Connected data is roughly synonymous with graph data. When we are talking about graph data we mean bits of data, plus information about how those bits of data are related.

What it looks like in a relational database.

Join tables are the most obvious sign that you are storing graph data. Join tables exist solely to act as the target of two one-to-many relationships, each row representing a relationship between two rows in other tables. Cases where you are storing data in the join table (such as the Rails has_many :through relationship) are even more clear, since the columns of your join table are attributes of an edge.

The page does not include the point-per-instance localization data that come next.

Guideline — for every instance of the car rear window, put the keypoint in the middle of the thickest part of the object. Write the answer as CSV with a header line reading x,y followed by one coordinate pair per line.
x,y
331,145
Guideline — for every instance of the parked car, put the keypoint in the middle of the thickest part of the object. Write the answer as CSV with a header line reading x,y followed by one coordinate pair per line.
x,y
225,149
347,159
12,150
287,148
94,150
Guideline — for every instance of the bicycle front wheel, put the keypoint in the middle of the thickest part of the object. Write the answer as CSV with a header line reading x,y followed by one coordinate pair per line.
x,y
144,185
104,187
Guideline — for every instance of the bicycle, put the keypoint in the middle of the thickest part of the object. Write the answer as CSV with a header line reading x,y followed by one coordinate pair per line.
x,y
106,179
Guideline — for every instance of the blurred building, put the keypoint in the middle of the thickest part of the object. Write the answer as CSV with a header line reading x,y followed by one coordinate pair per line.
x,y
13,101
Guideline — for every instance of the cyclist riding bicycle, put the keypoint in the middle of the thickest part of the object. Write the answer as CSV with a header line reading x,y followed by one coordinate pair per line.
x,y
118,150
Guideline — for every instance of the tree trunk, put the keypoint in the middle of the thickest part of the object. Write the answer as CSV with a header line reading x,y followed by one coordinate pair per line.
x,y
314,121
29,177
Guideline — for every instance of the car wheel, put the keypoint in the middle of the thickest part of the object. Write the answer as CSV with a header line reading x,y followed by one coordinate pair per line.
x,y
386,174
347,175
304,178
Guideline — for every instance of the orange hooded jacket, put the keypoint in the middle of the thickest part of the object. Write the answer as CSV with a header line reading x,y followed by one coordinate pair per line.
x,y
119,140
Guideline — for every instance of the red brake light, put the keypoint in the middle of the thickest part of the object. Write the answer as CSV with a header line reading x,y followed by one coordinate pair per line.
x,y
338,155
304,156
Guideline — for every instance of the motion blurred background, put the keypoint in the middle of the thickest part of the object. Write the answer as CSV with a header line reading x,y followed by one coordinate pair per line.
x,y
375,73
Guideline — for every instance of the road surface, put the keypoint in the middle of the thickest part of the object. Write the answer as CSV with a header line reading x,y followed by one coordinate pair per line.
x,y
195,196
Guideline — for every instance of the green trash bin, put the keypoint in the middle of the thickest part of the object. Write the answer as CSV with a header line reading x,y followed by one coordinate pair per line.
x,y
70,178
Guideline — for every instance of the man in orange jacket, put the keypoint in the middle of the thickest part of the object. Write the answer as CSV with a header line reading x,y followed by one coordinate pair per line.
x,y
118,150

While one-to-many relationships also technically describe a graph, they probably are not going to make you reconsider the use of a relational database the way large numbers of many-to-many relationships might.

Semi-structured Data

Attempts to define semi-structured data seem to focus on variability; just because one piece of data has a particular set of attributes does not mean that the rest do. You can actually get an example of semi-structured data by mashing together two sets of structured (tabular) data. In this world of APIs and SOA where drawing data from multiple sources is pretty much the new normal, semi-structured data is increasingly common.

What it looks like in a relational database.

Anywhere you have columns with lots of null values in them. The columns provide the structure, but long stretches of null values suggest that this data does not really fit that structure.

semi_structured_data
An example of semi-structured data: a hypothetical products table combining books (structured data) and music (also structured data).

Polymorphic associations

Having one type data with an association that might be to related to one of two or more things, that’s what known as a polymorphic association. As an example, a photo might be related to a user or a product.

What it looks like in a relational database.

While polymorphic relations can be done in a relational database most commonly they are handled at the framework level, where the framework a foreign key and an additional “type” column to determine the correct table/row. Seeing both an something_id and something_type in the same table gives a hint that a polymorphic relationship is being used. Both Ruby on Rails and Java’s Spring Framework offer this.

So when?

These types of data are known to be an awkward fit for the relational model, in the same way that storing large quantities of perfectly tabular data would be awkward under the graph model. These are ultimately threshold problems, like the famous paradox of the heap.

1000000 grains of sand is a heap of sand

A heap of sand minus one grain is still a heap.

Your first join table or set of polymorphic relations will leave you will a perfectly reasonable database design, but just as “a heap of sand minus one grain” will eventually cross some ill defined threshold and produce something that is no longer a heap of sand, there is some number of join tables or other workarounds for the relational model that will leave you with a database that is significantly more complex than a graph database equivalent would be.

Knowing about the limits of the relational model and doing some hard thinking about how much time you are spending pressed up against those limits is really the only things that can guide your decision making.